Come September 3, 1969, and the broker telegraphed his would-be client, the plaintiff, to the effect that unless the stock was delivered on the following day, he would be “ bought in ”. The stock not being tendered, the broker did just that, buying the stock at $2.75 per share, and realizing a profit of $3,434 on the transaction. Both parties claim this credit.
After a nonjury trial in the Civil Court of the City of New York (Pécora, J.), judgment was awarded in favor of defendant, on the main ground that the broker’s agency ended when the plaintiff failed to deliver the securities. Appellate Term (Lupiano, J., dissenting) found that it was the plaintiff’s fraud which rendered the agency nudum pactum, and that the courts should not countenance a fraud. The dissenting Justice reasoned, however, that the broker was an agent throughout, proclaimed itself as an agent, and collected commissions in the role of agent; and this agency was never terminated.

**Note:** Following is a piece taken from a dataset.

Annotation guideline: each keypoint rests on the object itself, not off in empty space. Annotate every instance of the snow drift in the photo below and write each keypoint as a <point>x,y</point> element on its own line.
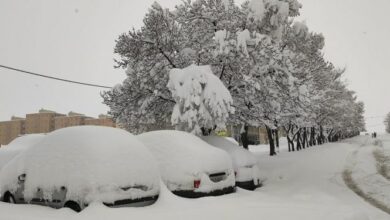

We agree with the dissenting Justice of the Appellate Court. No elaboration of rationale is required here, as the various theories were well explicated in a set of superior opinions by both the Civil Court and Appellate Term. It is our considered judgment that the defendant broker should not receive a bonanza when it is clear that from the Alpha to the Omega of these transactions, it was an agent and collected commissions for its limited role as such. Further, it was the defendant broker who unlawfully extended credit to the customer, waived the delivery date, and violated Regulation T, adopted by the Board of Governors of the Federal Reserve System (Code of Fed. Reg., tit. 12, § 220.4). But, as held by this court in Myer v. Shields & Co. (25 A D 2d 126), the customer’s right of action is not misaffected by his participation in a transaction which offends the margin requirements, as the dominant purpose of the rules is the protection of customers, not the broker. Thus, the plaintiff is not disabled from suing, and the defendant may not retain a windfall, carried on its books as a credit to the plaintiff, and which was, in large measure, the result of its own transgression of the regulations, and from transactions during which, at all times, it was the plaintiff’s agent.
Accordingly, the order of the Appellate Term and the judgment of the Civil Court should be reversed, on the law, with costs and disbursements to plaintiff-appellant, the judgment of the Civil Court vacated and judgment entered in favor of plain*227tiff-appellant, with costs, for the sum standing to her credit, i.e., $4,819.50.